Und dann standen wir vor einer lederbeschlagenen Tür, auf der die Zahl 32 glänzte. Rechts davon war eine Klingel mit der Aufschrift Krüggelmeier; was die Vermutung nahelegte, daß in diesem Büro 32 ein Herr Krüggelmeier residiert.

Ich drückte den Klingelknopf; und sofort ging, wie von Geisterhand, die Tür auf.

An einem riesigen Schreibtisch saß ein älterer, etwas beleibter Herr mit Glatze. Die Hände über einer vor ihm liegenden Computertastatur, schaute er konzentriert auf einen seitlich stehenden Flachbildschirm.

"Die Vorgeladene Aita Iobiono?" fragte er, ohne uns anzuschauen.

"Ja", antwortete Aita.

"Mit Begleitung?"

"Ja", antwortete ich.

"Bitte treten Sie ein."

Wir traten ein. Noch immer schaute er uns nicht an; seine ganze Aufmerksamkeit galt dem Bildschirm.
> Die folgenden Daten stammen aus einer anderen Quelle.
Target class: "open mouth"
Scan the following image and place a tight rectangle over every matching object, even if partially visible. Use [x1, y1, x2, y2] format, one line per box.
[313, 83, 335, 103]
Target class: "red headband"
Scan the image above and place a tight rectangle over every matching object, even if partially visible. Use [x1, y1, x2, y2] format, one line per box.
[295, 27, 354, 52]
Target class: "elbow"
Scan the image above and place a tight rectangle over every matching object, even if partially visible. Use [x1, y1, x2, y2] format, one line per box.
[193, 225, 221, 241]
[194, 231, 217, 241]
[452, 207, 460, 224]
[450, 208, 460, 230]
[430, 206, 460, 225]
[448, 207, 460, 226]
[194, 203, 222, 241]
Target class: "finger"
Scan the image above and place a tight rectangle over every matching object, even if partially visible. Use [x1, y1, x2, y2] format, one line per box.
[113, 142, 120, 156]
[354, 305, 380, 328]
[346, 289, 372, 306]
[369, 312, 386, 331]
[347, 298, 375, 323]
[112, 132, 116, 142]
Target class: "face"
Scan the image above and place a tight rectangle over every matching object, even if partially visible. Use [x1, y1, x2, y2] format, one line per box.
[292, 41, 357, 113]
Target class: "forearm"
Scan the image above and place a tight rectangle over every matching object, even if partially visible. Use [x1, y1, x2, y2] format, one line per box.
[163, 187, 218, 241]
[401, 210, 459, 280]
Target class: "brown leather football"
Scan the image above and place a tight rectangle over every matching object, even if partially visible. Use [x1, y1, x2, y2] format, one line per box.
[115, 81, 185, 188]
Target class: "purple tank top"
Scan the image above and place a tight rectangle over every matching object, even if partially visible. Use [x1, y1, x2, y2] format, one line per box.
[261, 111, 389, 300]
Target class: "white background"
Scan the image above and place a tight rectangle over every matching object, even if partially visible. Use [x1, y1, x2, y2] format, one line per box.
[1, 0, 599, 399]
Er griff nach der Maus. Klickte. Hinter uns ertönte das Knacken der ins Schloß fallenden Tür.

Der Herr wandte sich ab von seinem Computerschirm und lächelte uns freundlich an.

"Sie sind für Zelle 275?" fragte er.

"Zelle?" fragte Aiolla verwundert. Sie schaute auf die Vorladung. "Hier steht Raum Nummer 275."

"Der Raum ist eine Zelle", lächelte der Herr. "Sie werden eingesperrt."

"Eingesperrt? Wieso eingesperrt?"

Mich wunderte, wie ruhig sie blieb.

"Nicht für lange", antwortete der Herr beschwichtigend. "Eine Woche, vielleicht auch ein paar Tage darüber. Aber nicht viel."

Ich verstand überhaupt nichts und beschloß, mich nicht einzumischen.

"Ich bin mir keiner Schuld bewußt", sagte Aita.

"Schuld? Wer spricht denn hier von Schuld?"

"Aber es muß doch einen Grund dafür geben, daß man mich einsperrt?"

"Natürlich gibt es einen Grund; bei uns geschieht nichts ohne Grund. Ein Grund liegt immer vor."

"Doch was für ein Grund?"

"Den werden meine Kollegen Ihnen erklären. Ich bin nur für den Empfang zuständig."

"Und Sie meinen, das geht maximal eine Woche?"

"Oder noch ein paar Tage drüber. Vielleicht auch zwei Wochen. Aber mehr als zwei Wochen auf keinen Fall."

"Und Näheres können Sie mir nicht mitteilen?"

"Näheres ist mir nicht bekannt."

"Und was wird sein, wenn die zwei Wochen vorbei sind?"

"Oder eine Woche oder noch ein paar Tage darüber."

"Was wird dann sein?"

"Das weiß ich nicht."

"Und jetzt werden Sie mich einsperren?"

"Ja. Jetzt werden wir Sie einsperren."

"Immerhin etwas, was klar ist", lächelte Aita.

"Können sie mir Ihre Vorladung zeigen?"

"Gerne." Aita trat nach vorne und legte die beiden Blätter vor den Herrn auf den Tisch.

Ich sah mich derweil um. In der rechten Wand gab es zwei Türöffnungen, eine mit rotem Vorhang, die andere mit grünem. Und in der linken Wand, genau in der Mitte, eine Tür. Außer dem Schreibtisch mit dem Computer und dem beleibten Herrn war das Zimmer leer.

Der Herr schaute sich die Blätter an, tippte auf der Tastatur herum, und zwischendurch klickte er mit der Maus.

Wie jeder andere auch, der an einem Computer sitzt.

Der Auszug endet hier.